Once anaerobic capacity is assessed, the data can be used for several purposes:

• Performance Benchmarking: Compare an individual's results to normative data for their age, sex, and sport.
• Training Prescription: Tailor training programs to enhance specific aspects of anaerobic fitness. For example, low mean power in the Wingate test might suggest a need for more glycolytic training.
• Monitoring Progress: Track improvements over time in response to training interventions.
• Talent Identification: Identify individuals with high anaerobic potential suitable for sports requiring explosive and sustained high-intensity efforts.

Limitations and Nuances in Measurement

• Test Specificity: Each test measures slightly different aspects of anaerobic performance. The Wingate is comprehensive but specific to cycling; running tests are specific to running.
• Maximal Effort Requirement: All anaerobic capacity tests require maximal effort and high motivation from the participant, which can influence results.
• Technical Proficiency: The individual's skill and technique in performing the test can affect outcomes.
• Distinguishing Power vs. Capacity: Remember that while many field tests provide insight into anaerobic performance, the Wingate test offers a more distinct separation and measurement of both anaerobic power and capacity.

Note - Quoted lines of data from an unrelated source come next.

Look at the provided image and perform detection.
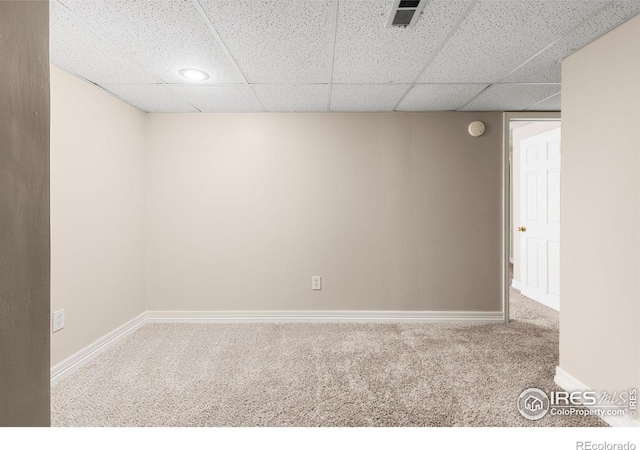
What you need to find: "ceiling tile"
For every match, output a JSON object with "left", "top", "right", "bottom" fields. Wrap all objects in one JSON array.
[
  {"left": 333, "top": 0, "right": 472, "bottom": 83},
  {"left": 102, "top": 84, "right": 197, "bottom": 112},
  {"left": 50, "top": 1, "right": 160, "bottom": 84},
  {"left": 419, "top": 0, "right": 607, "bottom": 83},
  {"left": 200, "top": 0, "right": 335, "bottom": 83},
  {"left": 61, "top": 0, "right": 244, "bottom": 83},
  {"left": 527, "top": 94, "right": 561, "bottom": 111},
  {"left": 252, "top": 84, "right": 329, "bottom": 112},
  {"left": 460, "top": 84, "right": 560, "bottom": 111},
  {"left": 170, "top": 84, "right": 264, "bottom": 113},
  {"left": 331, "top": 84, "right": 410, "bottom": 111},
  {"left": 396, "top": 84, "right": 488, "bottom": 111},
  {"left": 501, "top": 1, "right": 640, "bottom": 83}
]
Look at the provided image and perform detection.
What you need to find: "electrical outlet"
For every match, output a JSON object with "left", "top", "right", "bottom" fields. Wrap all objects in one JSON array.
[{"left": 53, "top": 309, "right": 64, "bottom": 333}]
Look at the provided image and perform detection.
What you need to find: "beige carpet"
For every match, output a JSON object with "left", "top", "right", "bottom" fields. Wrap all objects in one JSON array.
[{"left": 51, "top": 286, "right": 604, "bottom": 426}]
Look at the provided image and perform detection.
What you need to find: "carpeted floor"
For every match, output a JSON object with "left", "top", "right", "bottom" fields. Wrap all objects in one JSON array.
[{"left": 51, "top": 290, "right": 604, "bottom": 426}]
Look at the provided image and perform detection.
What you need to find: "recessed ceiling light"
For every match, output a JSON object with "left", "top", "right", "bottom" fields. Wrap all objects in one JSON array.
[{"left": 178, "top": 69, "right": 209, "bottom": 81}]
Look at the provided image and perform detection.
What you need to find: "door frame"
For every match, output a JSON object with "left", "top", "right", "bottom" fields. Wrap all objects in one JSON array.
[{"left": 501, "top": 111, "right": 561, "bottom": 323}]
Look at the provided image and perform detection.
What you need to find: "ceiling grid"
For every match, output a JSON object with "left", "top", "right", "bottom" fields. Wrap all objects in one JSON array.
[{"left": 51, "top": 0, "right": 640, "bottom": 112}]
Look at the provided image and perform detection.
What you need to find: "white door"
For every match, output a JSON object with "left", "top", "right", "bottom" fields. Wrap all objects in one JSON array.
[{"left": 518, "top": 128, "right": 560, "bottom": 310}]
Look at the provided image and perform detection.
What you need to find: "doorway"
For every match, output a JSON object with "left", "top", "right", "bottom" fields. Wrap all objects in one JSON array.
[{"left": 504, "top": 113, "right": 561, "bottom": 322}]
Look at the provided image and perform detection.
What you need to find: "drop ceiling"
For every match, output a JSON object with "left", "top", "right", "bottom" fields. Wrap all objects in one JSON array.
[{"left": 51, "top": 0, "right": 640, "bottom": 112}]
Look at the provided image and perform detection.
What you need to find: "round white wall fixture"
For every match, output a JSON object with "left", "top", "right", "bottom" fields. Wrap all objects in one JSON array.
[{"left": 469, "top": 120, "right": 484, "bottom": 137}]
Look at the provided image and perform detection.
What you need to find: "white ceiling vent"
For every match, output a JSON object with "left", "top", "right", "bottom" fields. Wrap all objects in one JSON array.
[{"left": 387, "top": 0, "right": 427, "bottom": 28}]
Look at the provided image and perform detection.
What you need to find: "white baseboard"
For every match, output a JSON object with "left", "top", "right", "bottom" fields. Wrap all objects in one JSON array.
[
  {"left": 553, "top": 367, "right": 640, "bottom": 427},
  {"left": 147, "top": 311, "right": 504, "bottom": 323},
  {"left": 51, "top": 311, "right": 504, "bottom": 386},
  {"left": 51, "top": 313, "right": 146, "bottom": 386}
]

Conclusion: Leveraging Anaerobic Insights for Performance

Calculating anaerobic capacity provides invaluable insights into an individual's ability to perform high-intensity, short-duration activities. While laboratory tests like the Wingate Anaerobic Test offer the most precise and detailed measurements, practical field tests provide accessible and useful estimations. Understanding these metrics empowers athletes, coaches, and fitness professionals to design targeted training programs, monitor progress, and optimize performance in sports and activities where anaerobic energy systems are paramount.